Se connaître, c’est alors connaître les désirs qui agitent le corps sans les juger.

Dans certaines pratiques, le corps doit être maîtrisé ; par exemple, lors de la méditation où l’assise verticale, les jambes pliées en lotus et les mains sur les genoux sont de rigueur.

Il s’agit aussi de se libérer de l’égo. Il s’agit de comprendre l’impermanence de toutes les choses, objets ou sujets qui composent l’univers. Il s’agit donc de prendre conscience que nous mourrons.

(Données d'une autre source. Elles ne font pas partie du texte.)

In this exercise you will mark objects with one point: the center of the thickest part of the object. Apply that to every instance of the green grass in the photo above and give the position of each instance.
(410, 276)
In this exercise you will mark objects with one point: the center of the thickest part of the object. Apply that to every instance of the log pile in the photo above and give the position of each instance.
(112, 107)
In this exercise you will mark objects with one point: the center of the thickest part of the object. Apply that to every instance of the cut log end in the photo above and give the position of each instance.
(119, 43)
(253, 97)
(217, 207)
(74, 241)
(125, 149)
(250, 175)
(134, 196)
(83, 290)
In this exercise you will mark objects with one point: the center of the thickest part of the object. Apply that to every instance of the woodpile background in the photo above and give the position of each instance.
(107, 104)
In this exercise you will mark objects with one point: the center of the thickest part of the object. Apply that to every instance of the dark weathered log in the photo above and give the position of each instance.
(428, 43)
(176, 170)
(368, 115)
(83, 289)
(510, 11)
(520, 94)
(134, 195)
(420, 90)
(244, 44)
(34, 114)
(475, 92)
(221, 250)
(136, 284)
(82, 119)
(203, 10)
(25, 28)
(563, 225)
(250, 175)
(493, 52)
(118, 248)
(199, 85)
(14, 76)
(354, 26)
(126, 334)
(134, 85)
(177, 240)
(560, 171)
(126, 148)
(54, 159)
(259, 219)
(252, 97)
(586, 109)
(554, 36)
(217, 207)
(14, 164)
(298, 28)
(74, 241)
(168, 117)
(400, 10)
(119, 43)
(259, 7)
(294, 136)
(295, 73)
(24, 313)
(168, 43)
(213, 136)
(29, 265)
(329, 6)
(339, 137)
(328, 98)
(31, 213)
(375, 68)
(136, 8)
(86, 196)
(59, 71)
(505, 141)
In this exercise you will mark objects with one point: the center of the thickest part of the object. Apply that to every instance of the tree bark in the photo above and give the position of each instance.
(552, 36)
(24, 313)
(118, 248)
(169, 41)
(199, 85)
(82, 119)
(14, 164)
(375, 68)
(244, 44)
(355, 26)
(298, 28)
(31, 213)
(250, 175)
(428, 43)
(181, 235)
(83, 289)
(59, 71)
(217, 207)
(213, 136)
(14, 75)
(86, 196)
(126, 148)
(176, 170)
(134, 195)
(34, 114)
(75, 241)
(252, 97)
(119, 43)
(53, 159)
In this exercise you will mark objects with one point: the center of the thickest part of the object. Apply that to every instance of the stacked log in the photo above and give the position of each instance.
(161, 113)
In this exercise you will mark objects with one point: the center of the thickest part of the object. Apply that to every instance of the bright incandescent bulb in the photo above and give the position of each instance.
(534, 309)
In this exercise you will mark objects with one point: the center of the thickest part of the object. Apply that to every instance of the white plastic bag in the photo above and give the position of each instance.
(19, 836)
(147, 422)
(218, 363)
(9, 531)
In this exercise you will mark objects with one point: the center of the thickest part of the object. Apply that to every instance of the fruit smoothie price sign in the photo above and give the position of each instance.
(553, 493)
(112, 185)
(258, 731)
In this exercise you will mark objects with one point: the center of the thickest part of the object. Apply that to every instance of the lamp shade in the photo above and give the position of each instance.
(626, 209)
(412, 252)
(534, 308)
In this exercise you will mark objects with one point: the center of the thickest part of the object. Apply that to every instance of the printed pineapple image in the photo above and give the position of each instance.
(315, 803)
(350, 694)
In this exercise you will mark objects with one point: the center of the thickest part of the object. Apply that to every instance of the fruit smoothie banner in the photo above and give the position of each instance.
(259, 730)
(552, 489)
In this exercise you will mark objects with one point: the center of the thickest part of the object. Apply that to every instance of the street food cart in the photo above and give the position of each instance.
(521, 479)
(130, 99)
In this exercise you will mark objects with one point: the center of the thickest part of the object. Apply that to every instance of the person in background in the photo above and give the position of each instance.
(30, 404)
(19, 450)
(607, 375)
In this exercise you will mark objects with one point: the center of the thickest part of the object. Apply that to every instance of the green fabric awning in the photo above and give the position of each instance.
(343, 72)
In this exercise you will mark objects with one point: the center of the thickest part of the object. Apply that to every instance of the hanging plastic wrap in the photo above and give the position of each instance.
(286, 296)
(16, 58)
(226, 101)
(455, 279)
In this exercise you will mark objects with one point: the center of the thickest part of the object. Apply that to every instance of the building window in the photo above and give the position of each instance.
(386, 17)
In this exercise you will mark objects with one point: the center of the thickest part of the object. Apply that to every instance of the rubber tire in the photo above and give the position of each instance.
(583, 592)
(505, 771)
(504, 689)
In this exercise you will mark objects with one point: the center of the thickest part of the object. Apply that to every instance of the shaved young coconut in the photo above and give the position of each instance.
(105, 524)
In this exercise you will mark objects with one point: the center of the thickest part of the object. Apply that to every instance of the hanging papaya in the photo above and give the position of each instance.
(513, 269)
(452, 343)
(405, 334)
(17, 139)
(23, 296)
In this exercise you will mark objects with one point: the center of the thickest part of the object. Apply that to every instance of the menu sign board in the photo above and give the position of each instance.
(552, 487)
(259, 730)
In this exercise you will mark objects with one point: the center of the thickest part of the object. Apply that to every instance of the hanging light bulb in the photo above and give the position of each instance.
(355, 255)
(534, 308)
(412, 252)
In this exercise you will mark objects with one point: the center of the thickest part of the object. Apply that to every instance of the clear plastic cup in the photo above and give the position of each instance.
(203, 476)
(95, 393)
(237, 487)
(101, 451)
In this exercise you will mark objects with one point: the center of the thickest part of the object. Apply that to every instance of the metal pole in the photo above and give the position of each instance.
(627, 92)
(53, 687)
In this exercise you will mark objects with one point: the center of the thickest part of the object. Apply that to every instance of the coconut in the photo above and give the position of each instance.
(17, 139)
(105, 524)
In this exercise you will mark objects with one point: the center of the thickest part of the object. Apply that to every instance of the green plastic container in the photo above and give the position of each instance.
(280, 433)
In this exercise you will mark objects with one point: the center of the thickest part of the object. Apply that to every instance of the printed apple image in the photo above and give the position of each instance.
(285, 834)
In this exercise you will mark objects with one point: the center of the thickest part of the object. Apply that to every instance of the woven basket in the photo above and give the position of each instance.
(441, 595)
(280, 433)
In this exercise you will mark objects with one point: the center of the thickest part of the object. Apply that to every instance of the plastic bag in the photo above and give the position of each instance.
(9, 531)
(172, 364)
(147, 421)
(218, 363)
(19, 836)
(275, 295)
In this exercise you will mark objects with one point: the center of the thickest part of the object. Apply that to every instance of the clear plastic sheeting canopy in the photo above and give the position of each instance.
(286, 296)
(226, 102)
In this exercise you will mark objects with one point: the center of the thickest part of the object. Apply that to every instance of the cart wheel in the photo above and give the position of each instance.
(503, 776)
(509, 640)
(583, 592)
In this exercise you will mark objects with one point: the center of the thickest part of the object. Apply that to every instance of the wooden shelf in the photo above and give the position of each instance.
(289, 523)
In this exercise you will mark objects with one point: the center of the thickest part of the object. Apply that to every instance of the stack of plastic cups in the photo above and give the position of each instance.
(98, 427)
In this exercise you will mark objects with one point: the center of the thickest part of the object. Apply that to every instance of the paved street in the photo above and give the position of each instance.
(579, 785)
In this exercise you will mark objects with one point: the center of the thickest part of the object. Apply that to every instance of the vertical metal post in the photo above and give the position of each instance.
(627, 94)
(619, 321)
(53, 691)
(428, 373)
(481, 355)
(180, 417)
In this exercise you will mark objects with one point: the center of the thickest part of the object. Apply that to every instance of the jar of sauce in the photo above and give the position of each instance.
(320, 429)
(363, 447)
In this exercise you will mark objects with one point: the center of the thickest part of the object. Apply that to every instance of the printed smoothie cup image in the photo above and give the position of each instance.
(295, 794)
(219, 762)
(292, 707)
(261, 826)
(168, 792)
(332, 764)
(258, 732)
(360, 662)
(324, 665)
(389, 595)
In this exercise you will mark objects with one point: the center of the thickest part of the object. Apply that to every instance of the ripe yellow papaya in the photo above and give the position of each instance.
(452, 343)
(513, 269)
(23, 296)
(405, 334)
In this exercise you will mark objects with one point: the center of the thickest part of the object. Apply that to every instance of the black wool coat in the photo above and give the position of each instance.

La connaissance de soi passe aussi par la connaissance de ses propres émotions ou tendances qui figent l’esprit.

Se connaître est avant tout un oubli du « je » qui n’est que l’illusion du désir, de la volonté.

Se connaître, c’est faire coïncider la force de vie qui gît en nous de par notre « création » avec l’absolu présent en nous, le Moi profond, le soi.

Dans la Bible, le connais-toi toi-même est présent dès la genèse puisque Dieu fait l’homme à son image. Cela signifie que si l’homme apprend à se connaître, il connaîtra le principe absolu dont il est modelé, il prendra conscience que le divin est en lui.

Pour accueillir l’absolu comme étant soi, il faut, comme dans l’hindouisme, se détacher des passions, se libérer du monde. Le temple de l’âme doit se libérer de tous les obstacles qui sont l’attachement au moi et l’ignorance

S’isoler du monde, des autres, permet de porter son regard uniquement sur soi-même. Il est difficile de voir sa propre ignorance, et c’est par la réflexion, l’observation de soi, l’œil tourné vers son propre ciel intérieur que l’on peut s’en débarrasser.

Est-il possible de se connaître sans les autres, qui peuvent être un miroir (déformant, parfois) de notre moi profond ?

A quoi peut servir cette connaissance sans l’amitié, par exemple, ou l’amour ? Tous les efforts de détachement au monde et aux désirs n’apportent rien sans l’amour

Car l’autre est celui ou celle qui sert de miroir. Sans l’autre, le miroir me renvoie une illusion de moi, mais avec l’ami, le conjoint, le frère, le parent, l’autre moi, la Connaissance peut se faire de façon directe et juste, face à face. Avec l’amour, la Connaissance peut se déployer de l’intérieur (moi) vers l’extérieur (les autres), circuler librement et prendre en puissance.

Le miroir peut refléter la beauté divine que je vais forcément trouver en moi, tout comme le visage de l’autre qui est aussi fait à cette ressemblance.

Pour trouver le divin en soi, il faut porter le regard sur ce qui est semblable au savoir et au divin dans le visage de l’autre.

L’ignorance est l’obscurité. Le divin est la Lumière, la Connaissance.

Le fait est que le visage est une zone plus lumineuse à laquelle le regard s’attache facilement. Car c’est dans les yeux et sur le visage que se reflète la connaissance de soi, par une certaine luminosité. Certaines personnes sont lumineuses.

L’ignorance me fait voir ce que je cherche comme un chaos que je ne peux encore décomposer, comme une lumière encore enveloppée des plus épaisses ténèbres.

Sortant des ténèbres de l’ignorance et de l’erreur, je ne peux m’accoutumer que petit à petit aux nouvelles notions que je ne fais qu’entrevoir et dont je ne peux, que par étape, me faire une idée juste et suivie.

Le chercheur de vérité se libère du moi et atteint l’absolu, le soi, c’est-à-dire l’unité de l’existence et de la Connaissance.

Il vit alors l’expérience libératrice de la béatitude.